Republican Goldwater decided some time ago that his most effective issue was national "immorality" under Democratic Administrations. Thus, although the Jenkins case underlined the issue, it did not change Barry's tone. The only difference was that when he spoke--as he had been speaking for weeks--about the "curious crew" in the White House, he got a greater audience response.

Bobby Baker's name remained the one that Barry mentioned most often and most scornfully. Early in the week, while he was addressing some 15,000 people in downtown Des Moines, Iowa's Republican Senator Bourke Hickenlooper handed him a slip of paper. Written on it was news of an announcement that a Democratic-controlled Senate committee, assigned to continue the investigation of the Baker case, had decided that it would hold no more hearings until after Election Day. Barry's face purpled.

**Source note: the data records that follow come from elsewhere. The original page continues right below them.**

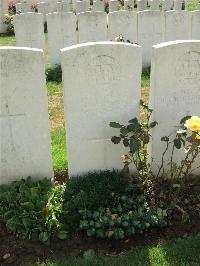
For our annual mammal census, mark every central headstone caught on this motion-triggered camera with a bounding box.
[138,10,163,68]
[0,47,53,184]
[61,42,142,177]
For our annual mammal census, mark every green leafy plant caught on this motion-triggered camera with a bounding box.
[0,177,68,242]
[46,65,62,83]
[110,101,157,177]
[79,194,167,239]
[63,171,128,230]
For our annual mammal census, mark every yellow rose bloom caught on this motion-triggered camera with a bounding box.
[195,134,200,140]
[185,116,200,132]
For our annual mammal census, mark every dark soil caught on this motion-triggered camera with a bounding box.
[0,217,200,266]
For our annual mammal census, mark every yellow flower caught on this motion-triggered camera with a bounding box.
[195,134,200,140]
[115,34,124,42]
[185,116,200,132]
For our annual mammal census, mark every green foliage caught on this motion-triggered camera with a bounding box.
[110,101,157,178]
[79,194,167,239]
[63,171,128,229]
[0,177,67,242]
[46,65,62,82]
[47,81,63,97]
[34,234,200,266]
[51,128,67,172]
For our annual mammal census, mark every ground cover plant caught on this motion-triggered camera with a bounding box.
[0,36,200,265]
[34,235,200,266]
[0,178,67,242]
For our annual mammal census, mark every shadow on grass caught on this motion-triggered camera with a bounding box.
[35,235,200,266]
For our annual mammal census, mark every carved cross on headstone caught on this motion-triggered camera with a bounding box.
[0,99,25,151]
[24,33,35,48]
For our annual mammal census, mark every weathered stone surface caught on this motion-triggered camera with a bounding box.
[150,41,200,173]
[47,12,77,67]
[108,11,137,43]
[61,42,142,177]
[13,12,45,50]
[138,10,164,68]
[164,10,190,41]
[0,47,53,184]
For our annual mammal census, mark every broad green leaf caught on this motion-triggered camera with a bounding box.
[110,122,122,128]
[174,139,182,150]
[130,139,141,153]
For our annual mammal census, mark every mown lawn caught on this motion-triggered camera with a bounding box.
[35,235,200,266]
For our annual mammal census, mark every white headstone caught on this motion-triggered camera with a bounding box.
[57,2,70,12]
[164,10,190,41]
[137,0,147,11]
[37,2,51,22]
[0,0,8,14]
[149,0,160,10]
[191,10,200,40]
[124,0,134,11]
[76,0,89,14]
[47,12,77,67]
[0,47,53,184]
[162,0,174,11]
[78,12,107,43]
[108,11,137,43]
[13,12,45,50]
[109,0,120,12]
[93,0,105,12]
[49,0,58,12]
[138,10,163,68]
[61,42,141,177]
[150,41,200,174]
[174,0,183,10]
[0,7,7,33]
[16,3,32,13]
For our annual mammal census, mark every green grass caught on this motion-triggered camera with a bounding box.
[51,128,67,172]
[0,34,16,46]
[47,81,63,96]
[35,235,200,266]
[141,73,150,88]
[187,3,198,11]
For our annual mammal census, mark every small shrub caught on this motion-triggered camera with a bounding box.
[63,171,128,230]
[79,194,167,239]
[46,65,62,83]
[0,178,67,242]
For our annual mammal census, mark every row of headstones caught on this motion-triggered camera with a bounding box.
[0,41,200,184]
[10,0,198,14]
[14,10,200,68]
[0,0,198,33]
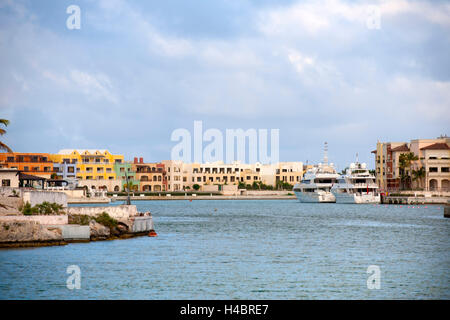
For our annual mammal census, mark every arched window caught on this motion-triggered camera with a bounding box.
[430,179,437,191]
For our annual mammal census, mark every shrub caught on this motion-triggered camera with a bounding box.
[69,214,92,226]
[20,201,63,216]
[94,212,118,229]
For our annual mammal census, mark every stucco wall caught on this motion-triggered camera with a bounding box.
[23,191,67,208]
[0,215,69,225]
[131,217,154,232]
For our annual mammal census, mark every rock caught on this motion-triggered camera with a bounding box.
[0,220,63,243]
[89,220,111,239]
[0,196,23,216]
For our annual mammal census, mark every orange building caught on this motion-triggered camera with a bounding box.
[0,152,53,179]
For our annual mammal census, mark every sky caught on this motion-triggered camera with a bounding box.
[0,0,450,169]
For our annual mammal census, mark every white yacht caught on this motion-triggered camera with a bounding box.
[331,161,380,203]
[293,142,339,202]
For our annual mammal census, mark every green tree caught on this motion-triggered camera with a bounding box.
[0,119,12,152]
[398,152,419,189]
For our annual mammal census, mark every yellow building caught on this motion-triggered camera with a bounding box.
[50,149,124,180]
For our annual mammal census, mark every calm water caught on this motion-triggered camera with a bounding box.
[0,200,450,299]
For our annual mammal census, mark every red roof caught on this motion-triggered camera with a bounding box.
[420,142,450,150]
[391,144,409,152]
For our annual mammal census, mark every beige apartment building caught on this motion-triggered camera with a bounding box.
[372,137,450,192]
[162,160,303,191]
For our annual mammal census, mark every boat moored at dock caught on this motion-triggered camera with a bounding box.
[331,161,380,203]
[293,142,339,202]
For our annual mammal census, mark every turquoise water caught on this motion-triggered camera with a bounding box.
[0,200,450,299]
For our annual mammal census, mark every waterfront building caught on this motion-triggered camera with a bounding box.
[50,149,124,191]
[132,158,168,192]
[0,168,19,188]
[163,160,303,191]
[114,161,140,191]
[372,137,450,192]
[0,152,53,179]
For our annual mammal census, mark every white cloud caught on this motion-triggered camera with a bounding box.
[70,70,118,104]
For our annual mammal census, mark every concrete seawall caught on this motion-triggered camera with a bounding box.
[67,205,138,220]
[131,216,154,233]
[0,215,69,225]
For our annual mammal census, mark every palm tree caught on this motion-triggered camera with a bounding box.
[0,119,12,152]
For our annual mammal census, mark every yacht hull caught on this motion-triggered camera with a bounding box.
[333,192,380,204]
[294,191,336,203]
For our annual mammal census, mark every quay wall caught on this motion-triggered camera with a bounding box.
[47,224,91,240]
[22,191,67,208]
[0,215,69,225]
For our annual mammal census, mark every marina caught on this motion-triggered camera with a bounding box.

"Now this is the kind of thing I'm talking about, folks!" he cried. "This is the kind of thing that bothers me. When the President of the U.S. has swept so much dirt under the rug that you have to walk uphill to get to the Democratic platform; and when he can, by twisting the arm of any U.S. Senator or Congressman, call off an investigation that I am now convinced leads to the White House, then it is time for a change. This is a question of morals, it is a question of honesty or dishonesty, it is a question involving the White House--and that dark cloud has gotten darker. The American people don't like this!"

In Kansas City, Goldwater declared: "The man who now occupies the White House could stand on the side of truth. Instead, he is standing firmly and coldly on the side of deceit and cover-up . . . The White House remains silent in the face of scandal, grave suspicion, and a sense of national doubt unequaled in our time!" In Harlingen, Texas, he said: "The people have looked at the White House and have found it dark with scandal. The people have looked at the man who now occupies the White House and have found him shadowed by suspicions which no amount of handshaking and hurrah can chase away."

Goldwater's decision not to mention Jenkins, however temporary, was not shared by some other Republicans. G.O.P. Campaigner Dick Nixon raised the question of how it happened that Johnson's "two closest associates" should be "bad apples." Beyond that, Republicans are working up a TV film documentary showing stripteasers and wild teen-age parties, interlaced with shots of Bobby Baker and his pretty friend, Carole Tyler. Also on tap: G.O.P. sponsorship of an organization to be called "Mothers for a Moral America."